The NameNode makes all decisions regarding replication of blocks. It periodically receives a Heartbeat and a Blockreport from each of the DataNodes in the cluster. Receipt of a Heartbeat implies that the DataNode is functioning properly. A Blockreport contains a list of all blocks on a DataNode.
On startup, the NameNode enters a special state called Safemode. Replication of data blocks does not occur when the NameNode is in the Safemode state. The NameNode receives Heartbeat and Blockreport messages from the DataNodes. A Blockreport contains the list of data blocks that a DataNode is hosting.
When a DataNode starts up, it scans through its local file system, generates a list of all HDFS data blocks that correspond to each of these local files, and sends this report to the NameNode. The report is called the Blockreport.

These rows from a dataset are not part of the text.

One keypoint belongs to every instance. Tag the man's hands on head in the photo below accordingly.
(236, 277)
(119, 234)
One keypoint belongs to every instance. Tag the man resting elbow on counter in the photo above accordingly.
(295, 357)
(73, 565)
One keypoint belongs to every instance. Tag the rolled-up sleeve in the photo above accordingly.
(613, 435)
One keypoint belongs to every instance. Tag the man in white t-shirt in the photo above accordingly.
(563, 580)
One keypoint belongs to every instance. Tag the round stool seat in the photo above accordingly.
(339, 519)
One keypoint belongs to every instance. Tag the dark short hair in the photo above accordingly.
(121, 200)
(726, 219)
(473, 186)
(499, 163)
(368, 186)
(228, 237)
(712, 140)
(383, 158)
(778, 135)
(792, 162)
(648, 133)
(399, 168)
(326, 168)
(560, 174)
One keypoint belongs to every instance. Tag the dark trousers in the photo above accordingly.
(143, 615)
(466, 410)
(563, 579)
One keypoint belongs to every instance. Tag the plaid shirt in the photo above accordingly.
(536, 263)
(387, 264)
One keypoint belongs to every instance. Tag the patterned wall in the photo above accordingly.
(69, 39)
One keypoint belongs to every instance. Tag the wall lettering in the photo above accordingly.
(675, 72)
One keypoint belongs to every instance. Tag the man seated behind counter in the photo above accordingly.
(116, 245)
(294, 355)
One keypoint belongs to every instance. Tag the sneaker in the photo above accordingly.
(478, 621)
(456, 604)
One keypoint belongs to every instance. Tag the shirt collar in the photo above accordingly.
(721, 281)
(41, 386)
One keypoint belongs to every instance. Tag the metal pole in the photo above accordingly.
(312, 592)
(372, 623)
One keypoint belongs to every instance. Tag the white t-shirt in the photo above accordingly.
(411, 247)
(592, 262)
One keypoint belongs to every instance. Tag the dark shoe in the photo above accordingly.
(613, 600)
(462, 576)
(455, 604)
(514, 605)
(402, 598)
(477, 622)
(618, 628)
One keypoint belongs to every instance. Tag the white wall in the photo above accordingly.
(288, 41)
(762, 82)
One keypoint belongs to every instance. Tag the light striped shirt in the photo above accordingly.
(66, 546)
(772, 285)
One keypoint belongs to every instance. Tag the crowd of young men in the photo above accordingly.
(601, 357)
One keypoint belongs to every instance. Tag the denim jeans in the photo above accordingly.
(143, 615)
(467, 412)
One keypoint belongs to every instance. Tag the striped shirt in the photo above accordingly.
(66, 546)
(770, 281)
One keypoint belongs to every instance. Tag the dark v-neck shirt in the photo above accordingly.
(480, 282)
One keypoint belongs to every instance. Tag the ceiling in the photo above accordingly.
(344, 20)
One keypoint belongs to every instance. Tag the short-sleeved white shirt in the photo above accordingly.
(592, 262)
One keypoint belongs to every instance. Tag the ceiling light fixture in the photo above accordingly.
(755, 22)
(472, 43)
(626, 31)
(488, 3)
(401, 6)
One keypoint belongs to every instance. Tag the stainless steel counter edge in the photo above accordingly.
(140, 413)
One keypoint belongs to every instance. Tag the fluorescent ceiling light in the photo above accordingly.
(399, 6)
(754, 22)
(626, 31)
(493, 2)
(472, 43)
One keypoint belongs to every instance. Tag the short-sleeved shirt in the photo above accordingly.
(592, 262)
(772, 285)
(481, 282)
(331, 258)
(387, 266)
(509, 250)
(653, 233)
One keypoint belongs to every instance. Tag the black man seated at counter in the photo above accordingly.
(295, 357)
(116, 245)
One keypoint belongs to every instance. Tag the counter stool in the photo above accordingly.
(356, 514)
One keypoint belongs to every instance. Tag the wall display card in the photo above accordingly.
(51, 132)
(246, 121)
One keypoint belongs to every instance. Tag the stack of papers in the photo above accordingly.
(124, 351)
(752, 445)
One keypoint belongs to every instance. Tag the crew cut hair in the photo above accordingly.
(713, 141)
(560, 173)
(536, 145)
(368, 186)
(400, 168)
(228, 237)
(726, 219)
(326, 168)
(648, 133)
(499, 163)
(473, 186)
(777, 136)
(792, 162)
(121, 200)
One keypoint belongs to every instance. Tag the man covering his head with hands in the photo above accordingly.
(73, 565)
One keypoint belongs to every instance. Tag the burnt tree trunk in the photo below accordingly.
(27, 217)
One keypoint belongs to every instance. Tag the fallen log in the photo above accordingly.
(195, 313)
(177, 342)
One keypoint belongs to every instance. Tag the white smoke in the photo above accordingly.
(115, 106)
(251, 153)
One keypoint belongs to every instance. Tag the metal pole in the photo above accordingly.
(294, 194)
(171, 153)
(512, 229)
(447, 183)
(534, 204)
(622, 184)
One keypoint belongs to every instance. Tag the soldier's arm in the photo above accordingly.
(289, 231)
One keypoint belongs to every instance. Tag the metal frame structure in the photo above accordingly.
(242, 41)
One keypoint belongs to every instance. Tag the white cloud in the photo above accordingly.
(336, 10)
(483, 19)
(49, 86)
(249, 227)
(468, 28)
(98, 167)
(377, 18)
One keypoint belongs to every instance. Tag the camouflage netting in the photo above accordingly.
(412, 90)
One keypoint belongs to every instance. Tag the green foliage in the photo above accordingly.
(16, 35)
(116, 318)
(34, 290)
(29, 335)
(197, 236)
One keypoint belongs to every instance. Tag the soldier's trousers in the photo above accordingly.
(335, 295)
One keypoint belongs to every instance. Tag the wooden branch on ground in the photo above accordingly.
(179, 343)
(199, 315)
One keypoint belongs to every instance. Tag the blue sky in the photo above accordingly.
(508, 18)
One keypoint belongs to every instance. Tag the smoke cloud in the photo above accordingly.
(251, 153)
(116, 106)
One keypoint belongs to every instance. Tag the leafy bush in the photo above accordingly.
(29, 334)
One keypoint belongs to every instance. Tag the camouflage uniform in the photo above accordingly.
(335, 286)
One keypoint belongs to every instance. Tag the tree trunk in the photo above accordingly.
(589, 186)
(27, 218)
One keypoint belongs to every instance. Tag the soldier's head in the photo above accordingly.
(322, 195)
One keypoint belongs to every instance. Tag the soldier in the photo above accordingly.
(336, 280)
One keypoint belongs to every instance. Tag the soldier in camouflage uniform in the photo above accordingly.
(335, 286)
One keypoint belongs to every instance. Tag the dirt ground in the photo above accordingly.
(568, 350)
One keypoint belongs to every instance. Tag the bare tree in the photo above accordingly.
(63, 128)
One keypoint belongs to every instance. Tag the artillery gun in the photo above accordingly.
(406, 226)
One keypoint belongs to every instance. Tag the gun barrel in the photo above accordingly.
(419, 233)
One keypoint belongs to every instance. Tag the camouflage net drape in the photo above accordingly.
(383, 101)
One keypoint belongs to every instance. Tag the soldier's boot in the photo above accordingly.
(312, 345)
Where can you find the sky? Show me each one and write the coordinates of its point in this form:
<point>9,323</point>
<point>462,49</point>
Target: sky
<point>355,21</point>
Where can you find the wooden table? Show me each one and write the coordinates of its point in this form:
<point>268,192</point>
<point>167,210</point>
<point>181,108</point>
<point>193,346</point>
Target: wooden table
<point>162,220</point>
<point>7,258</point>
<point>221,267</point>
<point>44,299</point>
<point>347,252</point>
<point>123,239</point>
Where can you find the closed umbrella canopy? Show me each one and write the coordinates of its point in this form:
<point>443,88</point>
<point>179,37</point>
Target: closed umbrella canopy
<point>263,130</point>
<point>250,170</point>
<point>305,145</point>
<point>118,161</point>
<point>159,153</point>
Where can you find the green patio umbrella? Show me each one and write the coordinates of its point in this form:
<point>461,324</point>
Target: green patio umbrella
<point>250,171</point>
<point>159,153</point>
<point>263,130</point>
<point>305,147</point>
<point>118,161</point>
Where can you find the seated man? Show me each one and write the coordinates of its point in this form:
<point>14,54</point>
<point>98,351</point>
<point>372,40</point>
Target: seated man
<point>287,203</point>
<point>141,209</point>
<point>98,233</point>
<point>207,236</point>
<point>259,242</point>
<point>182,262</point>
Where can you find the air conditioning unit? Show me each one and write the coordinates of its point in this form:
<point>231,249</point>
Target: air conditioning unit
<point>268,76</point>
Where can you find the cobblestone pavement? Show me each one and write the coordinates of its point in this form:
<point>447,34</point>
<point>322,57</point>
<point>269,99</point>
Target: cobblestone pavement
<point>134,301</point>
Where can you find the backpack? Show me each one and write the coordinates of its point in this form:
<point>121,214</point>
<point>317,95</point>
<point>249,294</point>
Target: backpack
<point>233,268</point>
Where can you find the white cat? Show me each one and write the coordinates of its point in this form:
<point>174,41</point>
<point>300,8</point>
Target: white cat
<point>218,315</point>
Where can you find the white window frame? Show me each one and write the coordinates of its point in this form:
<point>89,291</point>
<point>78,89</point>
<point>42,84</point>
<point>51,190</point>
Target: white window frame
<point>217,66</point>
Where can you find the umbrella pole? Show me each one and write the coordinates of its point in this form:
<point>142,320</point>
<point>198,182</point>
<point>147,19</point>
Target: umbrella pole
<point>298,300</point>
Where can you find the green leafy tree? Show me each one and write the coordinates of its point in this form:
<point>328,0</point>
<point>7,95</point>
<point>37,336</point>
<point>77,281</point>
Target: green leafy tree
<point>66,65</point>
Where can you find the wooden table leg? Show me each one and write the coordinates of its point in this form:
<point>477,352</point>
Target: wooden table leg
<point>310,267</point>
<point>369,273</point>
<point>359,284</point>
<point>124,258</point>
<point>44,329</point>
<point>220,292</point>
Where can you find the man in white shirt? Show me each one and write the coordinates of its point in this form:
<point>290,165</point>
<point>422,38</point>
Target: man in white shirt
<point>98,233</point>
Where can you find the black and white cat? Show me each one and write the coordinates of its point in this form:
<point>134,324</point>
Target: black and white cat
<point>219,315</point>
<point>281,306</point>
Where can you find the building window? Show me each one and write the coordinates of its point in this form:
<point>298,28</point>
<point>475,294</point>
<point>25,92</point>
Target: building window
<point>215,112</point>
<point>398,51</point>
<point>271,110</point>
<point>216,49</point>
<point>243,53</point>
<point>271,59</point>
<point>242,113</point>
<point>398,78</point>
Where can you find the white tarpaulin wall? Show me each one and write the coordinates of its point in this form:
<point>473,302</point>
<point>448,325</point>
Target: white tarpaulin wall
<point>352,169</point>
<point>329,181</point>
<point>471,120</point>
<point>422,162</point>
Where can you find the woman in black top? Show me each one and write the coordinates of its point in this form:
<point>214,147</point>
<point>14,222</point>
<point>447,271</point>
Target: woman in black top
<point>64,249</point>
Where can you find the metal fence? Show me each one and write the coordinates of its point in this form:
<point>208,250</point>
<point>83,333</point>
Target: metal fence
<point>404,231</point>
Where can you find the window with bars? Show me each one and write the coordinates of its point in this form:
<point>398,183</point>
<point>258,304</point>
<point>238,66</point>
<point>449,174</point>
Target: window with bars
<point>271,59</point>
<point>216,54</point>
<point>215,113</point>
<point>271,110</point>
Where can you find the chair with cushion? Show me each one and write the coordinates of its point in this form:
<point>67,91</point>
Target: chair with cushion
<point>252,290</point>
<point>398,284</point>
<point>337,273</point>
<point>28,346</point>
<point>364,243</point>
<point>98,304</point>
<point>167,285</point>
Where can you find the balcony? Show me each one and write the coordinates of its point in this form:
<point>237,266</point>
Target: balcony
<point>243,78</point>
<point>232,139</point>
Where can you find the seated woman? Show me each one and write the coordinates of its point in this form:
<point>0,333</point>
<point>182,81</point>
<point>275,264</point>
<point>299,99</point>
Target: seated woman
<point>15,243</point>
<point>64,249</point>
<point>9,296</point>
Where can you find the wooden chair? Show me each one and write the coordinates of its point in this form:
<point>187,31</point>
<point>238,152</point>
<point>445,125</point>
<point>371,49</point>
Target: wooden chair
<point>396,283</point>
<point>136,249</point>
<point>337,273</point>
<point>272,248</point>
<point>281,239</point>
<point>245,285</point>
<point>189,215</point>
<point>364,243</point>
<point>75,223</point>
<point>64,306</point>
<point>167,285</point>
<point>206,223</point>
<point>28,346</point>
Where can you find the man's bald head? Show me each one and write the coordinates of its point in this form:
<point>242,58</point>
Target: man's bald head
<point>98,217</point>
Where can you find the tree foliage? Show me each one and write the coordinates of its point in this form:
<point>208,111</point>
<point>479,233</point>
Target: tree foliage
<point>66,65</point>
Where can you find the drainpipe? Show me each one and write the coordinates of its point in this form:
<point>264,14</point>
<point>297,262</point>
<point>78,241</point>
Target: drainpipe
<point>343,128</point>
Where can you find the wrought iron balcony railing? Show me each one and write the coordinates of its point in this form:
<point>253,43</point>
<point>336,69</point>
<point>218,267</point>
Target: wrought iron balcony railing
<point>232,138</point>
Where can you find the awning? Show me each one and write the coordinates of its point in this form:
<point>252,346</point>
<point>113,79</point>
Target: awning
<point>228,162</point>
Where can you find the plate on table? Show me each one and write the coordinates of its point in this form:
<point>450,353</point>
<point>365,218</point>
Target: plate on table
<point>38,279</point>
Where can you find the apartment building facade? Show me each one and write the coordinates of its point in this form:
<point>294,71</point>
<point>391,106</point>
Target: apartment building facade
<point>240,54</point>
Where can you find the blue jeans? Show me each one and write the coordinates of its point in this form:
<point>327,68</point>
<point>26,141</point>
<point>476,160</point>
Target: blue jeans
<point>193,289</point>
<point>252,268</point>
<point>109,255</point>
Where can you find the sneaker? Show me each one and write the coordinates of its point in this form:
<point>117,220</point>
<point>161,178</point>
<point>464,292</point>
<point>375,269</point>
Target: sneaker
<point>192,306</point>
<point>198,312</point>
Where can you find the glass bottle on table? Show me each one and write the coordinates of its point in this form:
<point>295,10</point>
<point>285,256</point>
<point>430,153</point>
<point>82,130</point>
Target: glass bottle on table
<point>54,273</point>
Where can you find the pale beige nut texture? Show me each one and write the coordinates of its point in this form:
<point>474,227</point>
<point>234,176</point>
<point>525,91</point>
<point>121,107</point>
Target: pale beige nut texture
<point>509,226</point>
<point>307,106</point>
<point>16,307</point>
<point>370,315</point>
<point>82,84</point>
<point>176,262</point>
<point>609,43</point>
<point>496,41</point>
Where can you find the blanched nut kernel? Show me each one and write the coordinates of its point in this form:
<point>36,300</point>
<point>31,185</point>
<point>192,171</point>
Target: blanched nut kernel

Each DataNode sends a Heartbeat message to the NameNode periodically. A network partition can cause a subset of DataNodes to lose connectivity with the NameNode. The NameNode detects this condition by the absence of a Heartbeat message. The NameNode marks DataNodes without recent Heartbeats as dead and does not forward any new IO requests to them. Any data that was registered to a dead DataNode is not available to HDFS any more. DataNode death may cause the replication factor of some blocks to fall below their specified value. The NameNode constantly tracks which blocks need to be replicated and initiates replication whenever necessary. The necessity for re-replication may arise due to many reasons: a DataNode may become unavailable, a replica may become corrupted, a hard disk on a DataNode may fail, or the replication factor of a file may be increased.